In the 1970s, Canadian geophysicist and businessman Geoffrey Ballard had an ambitious dream. He wanted to create a hydrogen-powered fuel cell that might one day eclipse the internal combustion engine.
That led him and two business partners, Keith Prater and Paul Howard, to launch Ballard Research Inc. in 1979.
The first Ballard fuel cell stack operating on pressurized air was developed in 1986.
Today, Burnaby-based Ballard Power Systems announced that its proton-exchange membrane fuel-cell technology and products reached a milestone.
They've provided power for fuel-cell electric vehicles to travel more than 100 million kilometres. These power devices are used in about 3,500 zero-emission buses and trucks in nearly a dozen countries.
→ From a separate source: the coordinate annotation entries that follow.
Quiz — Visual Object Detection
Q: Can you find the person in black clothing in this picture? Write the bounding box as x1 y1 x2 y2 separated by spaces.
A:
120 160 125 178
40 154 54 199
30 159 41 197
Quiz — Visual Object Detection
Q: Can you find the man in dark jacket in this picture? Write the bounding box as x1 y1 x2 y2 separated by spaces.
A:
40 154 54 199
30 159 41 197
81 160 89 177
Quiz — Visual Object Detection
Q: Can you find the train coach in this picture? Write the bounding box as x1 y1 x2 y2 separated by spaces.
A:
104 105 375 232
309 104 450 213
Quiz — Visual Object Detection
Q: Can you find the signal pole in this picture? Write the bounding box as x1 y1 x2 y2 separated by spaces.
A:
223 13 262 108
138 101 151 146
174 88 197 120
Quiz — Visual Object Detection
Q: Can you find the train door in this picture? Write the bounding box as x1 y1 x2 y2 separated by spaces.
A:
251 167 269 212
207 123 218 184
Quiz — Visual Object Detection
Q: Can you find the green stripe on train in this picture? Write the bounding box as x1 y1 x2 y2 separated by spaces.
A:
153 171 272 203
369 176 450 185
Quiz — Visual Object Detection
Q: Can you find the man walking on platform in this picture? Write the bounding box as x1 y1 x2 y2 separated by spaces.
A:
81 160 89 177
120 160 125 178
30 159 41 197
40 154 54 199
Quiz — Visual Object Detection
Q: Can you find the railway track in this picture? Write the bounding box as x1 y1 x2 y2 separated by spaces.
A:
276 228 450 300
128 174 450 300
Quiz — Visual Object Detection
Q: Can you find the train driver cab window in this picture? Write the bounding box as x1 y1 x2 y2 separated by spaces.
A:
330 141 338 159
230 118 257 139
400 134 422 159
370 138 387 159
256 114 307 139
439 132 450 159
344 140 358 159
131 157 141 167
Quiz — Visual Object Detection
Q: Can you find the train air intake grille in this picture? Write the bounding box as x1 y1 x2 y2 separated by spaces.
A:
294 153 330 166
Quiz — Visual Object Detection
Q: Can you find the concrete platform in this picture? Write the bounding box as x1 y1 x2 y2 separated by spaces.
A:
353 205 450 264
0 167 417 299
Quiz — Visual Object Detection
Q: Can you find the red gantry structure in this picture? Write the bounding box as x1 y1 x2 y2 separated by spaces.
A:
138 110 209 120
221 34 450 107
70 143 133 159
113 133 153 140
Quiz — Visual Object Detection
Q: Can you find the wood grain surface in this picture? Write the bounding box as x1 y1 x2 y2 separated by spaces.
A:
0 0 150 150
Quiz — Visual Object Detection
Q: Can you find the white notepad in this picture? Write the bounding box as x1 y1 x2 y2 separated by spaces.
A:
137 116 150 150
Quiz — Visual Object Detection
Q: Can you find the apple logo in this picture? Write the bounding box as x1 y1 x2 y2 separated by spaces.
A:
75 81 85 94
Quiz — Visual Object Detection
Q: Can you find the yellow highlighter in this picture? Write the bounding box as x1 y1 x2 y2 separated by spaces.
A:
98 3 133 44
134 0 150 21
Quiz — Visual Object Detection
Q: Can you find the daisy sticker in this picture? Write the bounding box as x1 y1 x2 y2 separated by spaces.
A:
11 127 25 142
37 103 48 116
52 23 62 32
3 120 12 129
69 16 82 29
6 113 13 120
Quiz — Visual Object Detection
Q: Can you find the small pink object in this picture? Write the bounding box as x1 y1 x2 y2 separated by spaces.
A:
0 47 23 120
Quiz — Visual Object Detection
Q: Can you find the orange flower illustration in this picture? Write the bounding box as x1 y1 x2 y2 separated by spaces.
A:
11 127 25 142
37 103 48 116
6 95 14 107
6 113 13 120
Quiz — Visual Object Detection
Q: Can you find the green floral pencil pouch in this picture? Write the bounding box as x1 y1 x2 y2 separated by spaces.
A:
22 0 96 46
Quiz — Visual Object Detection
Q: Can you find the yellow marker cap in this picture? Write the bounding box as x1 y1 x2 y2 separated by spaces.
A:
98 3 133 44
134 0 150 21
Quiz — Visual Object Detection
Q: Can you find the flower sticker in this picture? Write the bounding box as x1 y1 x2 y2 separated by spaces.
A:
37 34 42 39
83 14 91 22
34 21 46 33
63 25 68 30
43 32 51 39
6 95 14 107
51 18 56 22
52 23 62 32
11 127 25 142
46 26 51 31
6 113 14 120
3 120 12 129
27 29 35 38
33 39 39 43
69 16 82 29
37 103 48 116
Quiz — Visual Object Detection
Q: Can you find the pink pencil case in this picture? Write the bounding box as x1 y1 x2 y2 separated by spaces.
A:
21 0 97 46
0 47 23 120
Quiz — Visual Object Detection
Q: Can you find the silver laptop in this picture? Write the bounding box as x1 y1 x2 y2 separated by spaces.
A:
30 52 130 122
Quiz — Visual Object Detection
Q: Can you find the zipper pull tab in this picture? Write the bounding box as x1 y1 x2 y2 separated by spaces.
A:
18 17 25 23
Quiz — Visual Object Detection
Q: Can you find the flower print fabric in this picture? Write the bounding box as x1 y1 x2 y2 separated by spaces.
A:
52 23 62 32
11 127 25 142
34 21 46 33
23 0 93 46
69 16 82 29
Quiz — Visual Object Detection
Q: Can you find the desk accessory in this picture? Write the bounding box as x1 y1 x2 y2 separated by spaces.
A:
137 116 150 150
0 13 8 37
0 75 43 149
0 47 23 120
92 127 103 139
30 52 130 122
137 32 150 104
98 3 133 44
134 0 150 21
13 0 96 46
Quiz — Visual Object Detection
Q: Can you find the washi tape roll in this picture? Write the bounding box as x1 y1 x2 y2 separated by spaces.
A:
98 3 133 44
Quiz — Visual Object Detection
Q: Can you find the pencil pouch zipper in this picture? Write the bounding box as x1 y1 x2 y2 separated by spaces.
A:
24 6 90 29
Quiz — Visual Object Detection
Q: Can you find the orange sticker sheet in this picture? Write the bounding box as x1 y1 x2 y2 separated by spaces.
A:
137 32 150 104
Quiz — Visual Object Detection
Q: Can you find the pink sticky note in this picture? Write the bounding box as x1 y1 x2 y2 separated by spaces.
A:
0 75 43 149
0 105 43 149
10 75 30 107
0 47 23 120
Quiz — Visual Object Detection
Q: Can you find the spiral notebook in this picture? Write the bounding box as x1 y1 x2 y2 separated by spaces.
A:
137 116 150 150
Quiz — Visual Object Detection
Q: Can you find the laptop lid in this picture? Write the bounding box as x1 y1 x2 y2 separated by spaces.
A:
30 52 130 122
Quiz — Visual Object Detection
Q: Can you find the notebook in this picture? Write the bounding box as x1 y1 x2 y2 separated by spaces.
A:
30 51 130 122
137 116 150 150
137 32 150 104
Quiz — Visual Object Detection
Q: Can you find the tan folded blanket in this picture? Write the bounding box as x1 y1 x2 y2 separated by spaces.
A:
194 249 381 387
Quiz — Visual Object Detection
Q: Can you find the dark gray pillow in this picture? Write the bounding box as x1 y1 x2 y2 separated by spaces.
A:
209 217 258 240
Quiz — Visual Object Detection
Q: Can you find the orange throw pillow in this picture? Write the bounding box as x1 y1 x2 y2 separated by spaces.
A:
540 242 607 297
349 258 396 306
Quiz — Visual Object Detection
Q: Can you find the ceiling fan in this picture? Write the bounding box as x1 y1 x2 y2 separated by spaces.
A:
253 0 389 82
“Ballard’s proven in-service experience continues to be a compelling value proposition for our customers as it provides confidence in our technology, product durability, and total cost of ownership," Ballard president and CEO Randy MacEwen said in a news release.
Geoffrey Ballard died in 2002, three years after Time magazine named him as a "Hero of the Planet". For many years, the company was headed by Firoz Rasul, who raised enough investment capital and formed partnerships with major corporations to keep it operating through an extensive period of research and development.
Today's announcement came after a fairly brutal week for the stock price. On October 4, it closed at $16.67, down 12.22 percent over the previous five days.
Its 52-week high on the Toronto Stock Exchange is $53.90.